On les pensait insubmersibles. Rattrapés par les crises à répétition, les cadors du luxe souffrent pourtant eux aussi d’une croissance en berne. Dans l’un de ses derniers rapports, le prestigieux cabinet de conseil Bain & Company révélait ainsi une baisse de 50 millions de clients en deux ans. La faute à la génération Z dont l’appétit pour les acteurs traditionnels du secteur ne cesse de diminuer. Pour conserver une assise face à des ventes ralenties, les prix des produits se sont envolés.
Dans le prêt-à-porter, premier métier du luxe à tirer la langue, mais aussi dans les accessoires et même les parfums. Longtemps considérés comme les vaches à lait des maisons de mode, les sillages iconiques de la parfumerie dite classique font face à la concurrence de plus en plus forte de lignes plus confidentielles. Regroupées sous la coupole de ce que l’on appelle la «niche», celles-ci connaissent encore toujours une croissance annuelle à deux chiffres. Et mènent aujourd’hui la danse.

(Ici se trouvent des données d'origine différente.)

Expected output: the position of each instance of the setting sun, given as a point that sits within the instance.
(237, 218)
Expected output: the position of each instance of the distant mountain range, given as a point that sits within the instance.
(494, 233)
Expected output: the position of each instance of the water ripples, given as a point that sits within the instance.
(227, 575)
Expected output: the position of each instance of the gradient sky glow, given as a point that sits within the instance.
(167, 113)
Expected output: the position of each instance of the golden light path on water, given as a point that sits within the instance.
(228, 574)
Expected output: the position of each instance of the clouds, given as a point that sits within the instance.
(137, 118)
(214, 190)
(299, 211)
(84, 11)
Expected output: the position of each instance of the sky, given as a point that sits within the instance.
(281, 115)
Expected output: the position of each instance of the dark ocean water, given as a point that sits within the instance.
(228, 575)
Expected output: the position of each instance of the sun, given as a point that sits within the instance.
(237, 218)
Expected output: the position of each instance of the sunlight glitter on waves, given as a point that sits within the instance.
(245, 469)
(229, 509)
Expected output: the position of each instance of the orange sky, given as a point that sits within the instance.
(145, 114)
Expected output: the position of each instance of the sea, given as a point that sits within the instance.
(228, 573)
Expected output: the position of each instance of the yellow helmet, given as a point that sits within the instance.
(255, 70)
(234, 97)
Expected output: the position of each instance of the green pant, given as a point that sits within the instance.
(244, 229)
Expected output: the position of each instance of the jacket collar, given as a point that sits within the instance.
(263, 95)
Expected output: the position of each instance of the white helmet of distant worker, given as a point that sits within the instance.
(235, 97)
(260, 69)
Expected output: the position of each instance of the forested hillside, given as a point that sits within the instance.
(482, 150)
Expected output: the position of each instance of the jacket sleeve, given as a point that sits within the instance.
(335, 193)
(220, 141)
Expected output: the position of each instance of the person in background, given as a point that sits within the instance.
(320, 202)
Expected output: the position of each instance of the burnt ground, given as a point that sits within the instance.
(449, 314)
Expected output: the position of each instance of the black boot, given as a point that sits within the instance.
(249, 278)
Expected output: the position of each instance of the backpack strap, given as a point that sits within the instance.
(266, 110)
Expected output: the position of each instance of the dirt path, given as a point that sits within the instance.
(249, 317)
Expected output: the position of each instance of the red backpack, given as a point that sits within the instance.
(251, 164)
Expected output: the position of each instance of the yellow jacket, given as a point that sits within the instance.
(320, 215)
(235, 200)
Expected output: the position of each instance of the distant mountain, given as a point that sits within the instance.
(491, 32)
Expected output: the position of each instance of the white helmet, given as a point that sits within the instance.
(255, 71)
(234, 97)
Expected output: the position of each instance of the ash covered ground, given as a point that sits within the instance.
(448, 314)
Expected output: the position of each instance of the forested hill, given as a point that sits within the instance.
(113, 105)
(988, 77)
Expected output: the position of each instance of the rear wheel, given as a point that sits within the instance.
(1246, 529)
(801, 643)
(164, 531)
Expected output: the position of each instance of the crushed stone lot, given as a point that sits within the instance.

Des parfums comme des vins
Perçues comme plus authentiques car entièrement dédiées à l’univers du parfum, ces nouvelles marques peuvent s’offrir – grâce à une diffusion plus limitée – les ingrédients les plus rares. Mais surtout, le temps de l’expérimentation. Pour se singulariser et justifier des prix qui peuvent dépasser 400 euros pour un flacon de 100 ml, une nouvelle tendance, initiée entre autres par Amouage, consiste à soumettre alcool et concentrés à un processus de vieillissement de plusieurs mois dans des barriques de bois. A la manière d’un grand cru classé, les parfums acquièrent une patine unique, à mille lieues des jus propulsés par milliers sur les linéaires des «drugstores» de la beauté.
Dans son rôle de produit d’appel des pontes de la mode, le parfum est donc en passe de céder la place au rouge à lèvres. Sur le segment du maquillage auquel les analystes prédisent une croissance de plus de 3% par an, les nouveaux prétendants se bousculent. Après Hermès, Gucci et Valentino, Louis Vuitton vient d’annoncer le lancement à la rentrée prochaine de 55 rouges à lèvres. Un chiffre méticuleusement choisi, puisqu’il s’écrit… LV en chiffres romains.
Dans son rôle de produit d’appel, le parfum est en passe de céder la place au rouge à lèvres.
Le pouvoir du make-up
En s’ouvrant au make-up, ce sont bien sûr les plus jeunes, happés quotidiennement par les tendances de TikTok, qui sont dans le viseur. Des «buzz» qui ne doivent rien au hasard: ainsi, pour son lancement aux Etats-Unis en 2023, Prada Beauty aurait sélectionné pas moins de 10.000 influenceurs pour promouvoir ses produits. Un «coup» qui s’est avéré payant lorsque l’on sait que le groupe italien est l’un des rares à avoir clôturé 2024 avec un chiffre d’affaires en hausse de 17%, atteignant 5,4 milliards d’euros…
Mais comme le rappelle l’autrice Rebecca Benhamou dans son essai Sur la bouche, le succès de l’objet pourrait aussi être plus politique qu’il n’en a l’air: «Pointé du doigt comme le symbole de la débauche de l’Occident par les nazis pendant l’occupation, le lipstick était en revanche associé au patriotisme par les Alliés.» Nos petits tubes pigmentés pourraient bien reprendre du service comme peintures de guerre.